The Digger Papers (August, 1968)

Page Eight

Final City, Tap City: Crack at the Bottom of It

They grow wherever there is water. From the sea they mostly look white. Thin concrete skin over bay-shore, lakeside, riverbank. Big barnacles on a sea rock?

Dome of foul air, full of radio squeaks, TV signals, Radar. Shriek of Jet. Flap flap helicopter. Foulness flowing into all the very waters that made them come to be. "Hard, flat, incurable sore, Baltimore." James Agee.

Inside, the din is unbelievable.

Millions of terrified beings scurry through senseless mazes of tunnels and lanes and doors and corridors. The senses are insulted. Nose abused. Eyes revolted. Ears unable to shut it out. Lungs blanketed with lethal dust. Tired feet.

Everybody rushing about on some little errand somebody forced him to do. At pain of death. "Faces insane with purpose." William Burroughs.

Designed to protect everything inside from everything outside (country, they used to call it). Gradually there was no "outside."

Lots of danger, in.


Cities keep getting bigger and bigger and faster. People, inside them, get more crazed. Lots of them just can't do it anymore.

See them scrubbing that single marble step at the madhouse. Twenty years and the step is noticeably lower, very smooth. Or the Veteran, they call him, setting records at Livermore Hospital for the most wallets ever made in "Leather Therapy." He makes one, and only one, kind of wallet. Can't get him to go to lunch some days.

He isn't any crazier than any boss. The main difference is, he took it all on himself, chose a small part of the world where he could work, without hurting anybody, and made that part of the world clean. He's beautiful, at most an inch away from making it, and miserable, and lost.
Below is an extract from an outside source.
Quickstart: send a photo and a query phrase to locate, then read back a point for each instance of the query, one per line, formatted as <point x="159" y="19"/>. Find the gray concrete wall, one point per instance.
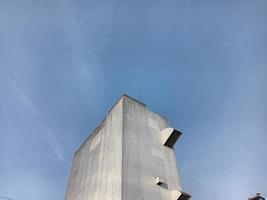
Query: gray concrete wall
<point x="97" y="166"/>
<point x="144" y="156"/>
<point x="123" y="156"/>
I had a father-in-law, once, a gentle, good, Jewish man who worked his whole life in City. A newspaper man for Hearst, in Chicago. He once spent 3 days in a phone booth, in a race riot. "Nobody wanted to phone, so I was safe there. And I could phone my stories in." He couldn't always dart out to piss, even.

He went with us once on a vacation to the Wisconsin lakes. He was afraid to take a walk in the evenings: "The deer will put your eyes out with their horns." I tried to explain my admiration for him, that every corner in Chicago is far more dangerous, every day.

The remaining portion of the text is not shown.